I consider myself a client side guy. I arrived there rather by accident – I was one of the least experienced (in terms of years worked) members of a team that was slated to build the company’s first Java based web application. When it came time to break the overall group into small teams, the three greenest (myself included) staffers were assigned to the client tier. I guess that sent a subtle message – the stuff the user would actually see wasn’t all that important so put the junior team members there. Ironically enough, the three of us also had the majority of the OO experience on the team (can you say procedural Java?)…but that’s a matter for another blog.

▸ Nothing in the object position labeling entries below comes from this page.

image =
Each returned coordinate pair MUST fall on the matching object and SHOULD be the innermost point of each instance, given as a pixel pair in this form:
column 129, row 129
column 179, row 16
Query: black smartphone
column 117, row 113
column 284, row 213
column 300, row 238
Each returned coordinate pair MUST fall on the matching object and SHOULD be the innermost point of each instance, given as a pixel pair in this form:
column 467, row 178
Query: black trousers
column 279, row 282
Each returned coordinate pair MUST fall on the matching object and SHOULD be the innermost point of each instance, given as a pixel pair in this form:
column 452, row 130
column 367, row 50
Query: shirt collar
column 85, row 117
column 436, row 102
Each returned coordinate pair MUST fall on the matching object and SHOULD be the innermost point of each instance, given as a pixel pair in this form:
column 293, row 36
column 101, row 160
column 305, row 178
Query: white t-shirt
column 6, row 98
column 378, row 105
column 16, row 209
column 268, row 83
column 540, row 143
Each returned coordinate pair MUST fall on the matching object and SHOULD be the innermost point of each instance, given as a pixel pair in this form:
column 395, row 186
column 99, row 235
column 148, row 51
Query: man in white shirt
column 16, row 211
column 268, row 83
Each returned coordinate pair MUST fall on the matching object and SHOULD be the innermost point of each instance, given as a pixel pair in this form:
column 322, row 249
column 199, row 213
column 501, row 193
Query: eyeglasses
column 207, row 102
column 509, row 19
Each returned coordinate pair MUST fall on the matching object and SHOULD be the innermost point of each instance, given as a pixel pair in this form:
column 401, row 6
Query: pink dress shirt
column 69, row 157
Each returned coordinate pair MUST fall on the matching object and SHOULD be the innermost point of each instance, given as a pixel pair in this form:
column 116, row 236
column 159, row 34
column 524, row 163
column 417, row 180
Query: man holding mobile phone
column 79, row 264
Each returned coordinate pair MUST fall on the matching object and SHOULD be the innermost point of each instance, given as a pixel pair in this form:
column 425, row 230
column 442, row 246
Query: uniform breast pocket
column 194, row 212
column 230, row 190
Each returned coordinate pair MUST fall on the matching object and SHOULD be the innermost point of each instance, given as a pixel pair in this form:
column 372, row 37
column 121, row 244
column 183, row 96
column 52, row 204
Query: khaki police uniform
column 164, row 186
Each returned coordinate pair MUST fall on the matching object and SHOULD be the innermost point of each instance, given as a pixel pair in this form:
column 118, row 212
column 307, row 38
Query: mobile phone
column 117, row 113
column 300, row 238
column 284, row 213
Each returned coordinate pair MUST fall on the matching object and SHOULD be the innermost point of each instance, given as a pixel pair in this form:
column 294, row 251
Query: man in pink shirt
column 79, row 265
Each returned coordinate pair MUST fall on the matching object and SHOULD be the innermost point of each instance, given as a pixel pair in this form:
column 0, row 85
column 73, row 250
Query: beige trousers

Oddly, we did spend a fair amount of effort on the user interface and we spent a remarkable amount of time doing usability testing. We had a fantastic UI architect that worked really hard to come up with a look and feel that was consistent between IE and Netscape (ah, the glory days of the late 90′s and serious browser incompatibilities – I love the smell of browser checks in the morning!) For reasons that still escape me, we actual brought in a rather pricey IBM usability expert to help us test the app and it was at this stage of my career where I discovered the joy of paper based prototypes (otherwise known as low-fidelity or low-fis).
The nice man from IBM taught a few of us how to moderate testing sessions. He told us to remind users that *they* weren’t being tested, that failures were actually our mistakes in the design. He taught us how to let users struggle, that telling them what to do meant, again, that we’d failed. We were coached on encouraging users into thinking aloud about their experience and tell us how they expected the app to work. But the most important thing he taught was that users lie. OK, he didn’t say it quite that way but it’s like Mom always said: “actions speak louder than words.” What a user says rarely matches what a user actually does. It’s why asking a user what they do day to day just doesn’t work – you need to actually observe them in their natural habitat (it’s kind of like being an anthropologist though truthfully it’s more like ethnography).
I’m not advocating that we completely ignore customer and I don’t mean to imply that they deliberately mislead us (well some do) but yes, listening to users is harmful. According to Nielsen, the First Rule of Usability? Don’t Listen to Users. Those of us that spend an inordinate amount of time dealing with ephemeral stuff like code are pretty good at working with abstractions (though we don’t hold a candle to those theoretical physicist types…) however, the average user has a hard time imagining what might be. Not to quote Kathy twice in one paragraph, but there is some quantum mechanics at work here. Again, actions and words don’t always match up – many of us respond to a kind of social calculus and consciously or not, we seek approval by giving people the answers that we think they want.
Of course what users want will be impacted by what we give them. It’s one of the main reasons heavyweight methodologies just don’t work – the feedback loop is too long and it gets short circuited by a desire to resist change. I used to think that my customers were just neurotic – we’d go build what they asked for, show it to them, then they’d say “it’s all wrong – change it.” It was considered rude to point out that we’d built exactly what they asked for…
I realize now that this is completely natural, my users were just reacting to what we were building. This is the fundamental strength of having frequent releases, customers get something to work with earlier and they can make adjustments to what they are asking for. Fundamentally, this is more efficient: if you’ve only spent a week or two developing a feature and discovered that it’s not useful, so what, you’ve only lost a couple of weeks. If you wait 18 months to discover that, well, you’ve just wasted a ton of money.
So, (mostly) don’t listen to what your users say. Watch what they do – get in front of real live users and watch them work. Asking what they do isn’t sufficient, a lot of times you’ll either get an incomplete answer (do you remember what you did yesterday morning?) or you’ll get the party line answer (well, this is what we are supposed to do). Don’t settle for the manager or the VP, even if they were the best at doing “foo” five years ago, things have probably changed (plus they probably wrote the proverbial book on doing the job and they misguidedly belief this is how things are actually done). So get out there and do some good old fashioned observation. If you’re lucky you might just build something people will actually use.